Talvez o que ninguém soubesse era da minha consciência infantil do valor destas coisas. Eu as via como importantes e mesmo sem saber o que elas eram eu as desejava. Foi assim com a música, a literatura e a pintura.

            Foi com um sentimento cheio de orgulhosa pretensão que comprei meu primeiro livro. Não foi em uma livraria. Chegou-me o Ferrugem – já imaginam a personagem – e disse que a sua professora estava vendendo livros do Círculo do Livro e me perguntou se eu queria um. Imediatamente, estufando meu peitinho vaidoso fui logo declarando: “Eu quero!” Sem esperar ele me tascou a pergunta: “mas qual?”

            Pergunta difícil, eu nunca tinha lido um. “Ora, qualquer um!” respondi. E eis que uma semana depois ele me apareceu com um livro de capa rosa com letras em preto que diziam um nome misterioso: “Ivanhoé” Todo feliz já fui arrancando o livro das suas mãos.

            Alguns desavisados podem achar que o li imediatamente. Que nada! Ter o livro era algo mais especial e importante do que lê-lo. Eu pegava, namorava, a capa dura plastificada, folheava, via as figuras...e nada de ler. Fiquei um tempo levando ele pra escola. Provavelmente para mostrar para todo mundo que eu tinha um livro. Tê-lo junto a mim pareci me tornar mais importante. Ainda bem que nunca ninguém perguntou o que ele contava. Ainda assim ele parecia mais sério e interessante do que o dicionário que eu até então costumava ler.

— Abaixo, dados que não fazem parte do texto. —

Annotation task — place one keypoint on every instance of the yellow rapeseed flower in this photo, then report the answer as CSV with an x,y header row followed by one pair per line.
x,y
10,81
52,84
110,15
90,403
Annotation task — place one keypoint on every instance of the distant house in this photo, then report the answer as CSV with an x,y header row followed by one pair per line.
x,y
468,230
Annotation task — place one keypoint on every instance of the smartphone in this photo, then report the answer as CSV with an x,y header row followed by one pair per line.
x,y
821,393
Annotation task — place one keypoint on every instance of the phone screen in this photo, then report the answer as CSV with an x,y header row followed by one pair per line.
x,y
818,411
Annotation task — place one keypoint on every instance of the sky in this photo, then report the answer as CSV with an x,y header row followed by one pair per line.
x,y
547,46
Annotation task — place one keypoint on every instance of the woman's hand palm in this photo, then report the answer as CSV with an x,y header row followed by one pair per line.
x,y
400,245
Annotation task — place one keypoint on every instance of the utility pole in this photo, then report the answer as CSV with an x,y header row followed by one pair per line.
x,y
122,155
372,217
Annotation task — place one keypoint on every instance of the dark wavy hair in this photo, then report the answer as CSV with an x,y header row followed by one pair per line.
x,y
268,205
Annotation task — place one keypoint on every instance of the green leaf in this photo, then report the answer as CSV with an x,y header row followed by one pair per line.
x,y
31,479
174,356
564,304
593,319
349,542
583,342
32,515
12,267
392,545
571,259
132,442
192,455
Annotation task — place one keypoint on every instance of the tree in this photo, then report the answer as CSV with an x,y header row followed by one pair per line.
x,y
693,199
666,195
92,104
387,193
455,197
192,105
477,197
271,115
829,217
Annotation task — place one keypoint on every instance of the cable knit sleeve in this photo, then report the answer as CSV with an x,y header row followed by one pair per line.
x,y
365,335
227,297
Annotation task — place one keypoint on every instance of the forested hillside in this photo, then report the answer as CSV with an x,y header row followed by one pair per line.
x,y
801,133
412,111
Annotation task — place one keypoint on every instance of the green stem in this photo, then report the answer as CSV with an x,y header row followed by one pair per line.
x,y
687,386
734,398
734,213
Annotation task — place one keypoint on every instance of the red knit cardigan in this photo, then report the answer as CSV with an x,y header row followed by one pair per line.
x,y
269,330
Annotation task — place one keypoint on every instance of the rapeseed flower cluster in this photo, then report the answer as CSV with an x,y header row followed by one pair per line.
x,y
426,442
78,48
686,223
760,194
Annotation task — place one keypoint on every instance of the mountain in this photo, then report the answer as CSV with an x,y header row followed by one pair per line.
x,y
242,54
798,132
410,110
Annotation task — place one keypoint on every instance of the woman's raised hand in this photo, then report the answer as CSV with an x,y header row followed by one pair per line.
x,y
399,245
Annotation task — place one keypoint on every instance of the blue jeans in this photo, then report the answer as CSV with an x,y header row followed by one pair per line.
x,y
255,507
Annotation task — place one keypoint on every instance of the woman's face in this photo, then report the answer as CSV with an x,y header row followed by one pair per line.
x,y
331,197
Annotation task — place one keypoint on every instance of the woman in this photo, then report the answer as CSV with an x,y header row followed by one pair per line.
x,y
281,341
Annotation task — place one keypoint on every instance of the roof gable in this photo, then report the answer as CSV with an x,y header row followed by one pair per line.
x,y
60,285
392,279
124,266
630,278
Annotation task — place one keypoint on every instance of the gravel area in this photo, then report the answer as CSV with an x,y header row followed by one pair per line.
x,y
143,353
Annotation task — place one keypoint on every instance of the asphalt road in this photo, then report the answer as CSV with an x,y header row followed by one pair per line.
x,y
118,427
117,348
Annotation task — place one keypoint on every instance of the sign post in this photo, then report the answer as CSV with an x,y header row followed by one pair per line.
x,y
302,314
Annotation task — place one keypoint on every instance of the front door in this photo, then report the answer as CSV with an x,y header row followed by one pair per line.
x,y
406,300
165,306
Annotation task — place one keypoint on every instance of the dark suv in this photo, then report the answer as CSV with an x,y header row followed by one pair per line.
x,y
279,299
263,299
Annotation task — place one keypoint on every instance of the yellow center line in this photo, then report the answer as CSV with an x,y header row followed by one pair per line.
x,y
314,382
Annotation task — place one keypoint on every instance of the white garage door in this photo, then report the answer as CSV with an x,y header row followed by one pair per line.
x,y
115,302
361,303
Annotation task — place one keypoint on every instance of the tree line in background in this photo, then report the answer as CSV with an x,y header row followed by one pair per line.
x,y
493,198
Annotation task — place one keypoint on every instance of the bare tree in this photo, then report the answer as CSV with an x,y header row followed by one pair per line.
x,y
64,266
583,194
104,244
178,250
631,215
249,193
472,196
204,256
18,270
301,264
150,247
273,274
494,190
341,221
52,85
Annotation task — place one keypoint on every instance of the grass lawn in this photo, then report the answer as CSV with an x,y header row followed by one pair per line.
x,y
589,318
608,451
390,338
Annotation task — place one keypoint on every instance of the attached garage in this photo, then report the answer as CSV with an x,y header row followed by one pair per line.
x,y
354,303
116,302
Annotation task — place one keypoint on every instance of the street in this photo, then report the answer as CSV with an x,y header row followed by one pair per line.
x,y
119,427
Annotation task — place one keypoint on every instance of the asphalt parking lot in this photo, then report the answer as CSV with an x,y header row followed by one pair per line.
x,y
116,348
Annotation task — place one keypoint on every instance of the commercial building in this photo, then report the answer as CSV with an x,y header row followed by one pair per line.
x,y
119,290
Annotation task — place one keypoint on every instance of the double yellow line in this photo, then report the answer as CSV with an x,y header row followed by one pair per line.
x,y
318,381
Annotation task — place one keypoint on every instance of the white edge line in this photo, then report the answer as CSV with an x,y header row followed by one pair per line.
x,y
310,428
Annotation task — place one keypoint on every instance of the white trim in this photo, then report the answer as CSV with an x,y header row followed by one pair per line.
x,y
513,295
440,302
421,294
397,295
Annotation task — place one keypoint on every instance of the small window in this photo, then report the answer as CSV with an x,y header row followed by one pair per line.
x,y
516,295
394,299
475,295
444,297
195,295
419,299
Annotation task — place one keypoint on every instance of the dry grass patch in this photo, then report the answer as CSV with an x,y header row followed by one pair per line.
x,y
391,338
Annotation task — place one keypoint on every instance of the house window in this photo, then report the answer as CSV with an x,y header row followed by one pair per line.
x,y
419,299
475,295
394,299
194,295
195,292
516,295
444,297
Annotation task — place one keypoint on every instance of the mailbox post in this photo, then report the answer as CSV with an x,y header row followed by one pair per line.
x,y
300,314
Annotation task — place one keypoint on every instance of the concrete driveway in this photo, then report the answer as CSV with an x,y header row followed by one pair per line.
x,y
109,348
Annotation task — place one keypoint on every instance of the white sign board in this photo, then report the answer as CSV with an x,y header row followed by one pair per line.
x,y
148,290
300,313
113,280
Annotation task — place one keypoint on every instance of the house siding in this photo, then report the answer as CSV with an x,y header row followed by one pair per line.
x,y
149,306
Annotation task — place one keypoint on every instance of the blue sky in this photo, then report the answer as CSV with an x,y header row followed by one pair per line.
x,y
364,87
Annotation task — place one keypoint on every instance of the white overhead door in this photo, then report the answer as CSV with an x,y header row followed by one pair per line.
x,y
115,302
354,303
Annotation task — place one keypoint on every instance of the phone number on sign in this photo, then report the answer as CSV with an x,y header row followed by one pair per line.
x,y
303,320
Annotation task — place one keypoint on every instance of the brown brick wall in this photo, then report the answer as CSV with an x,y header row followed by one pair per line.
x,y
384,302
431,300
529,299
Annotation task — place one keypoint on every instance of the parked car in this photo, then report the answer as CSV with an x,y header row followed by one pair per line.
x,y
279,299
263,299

            Naquele mesmo ano de quinta série nos mandaram ler Iracema. Este sim foi o primeiro livro que li. O livro de José de Alencar era maravilhoso. As imagens poéticas, a escrita bela, encantador. Só não tinha figuras. Pouco mais de um ano após comprar Ivanhoé me animei a lê-lo. Mesmo por que eu sempre o olhava cheio de culpa. Mas a versão facilitada para jovens era chata, fácil demais, perdia a graça para quem havia lido Iracema.  Eu o li devagar, abandonava, reiniciava, abandonava, reiniciava. E chegando próximo do fim perdi a paciência e fui logo para as páginas finais.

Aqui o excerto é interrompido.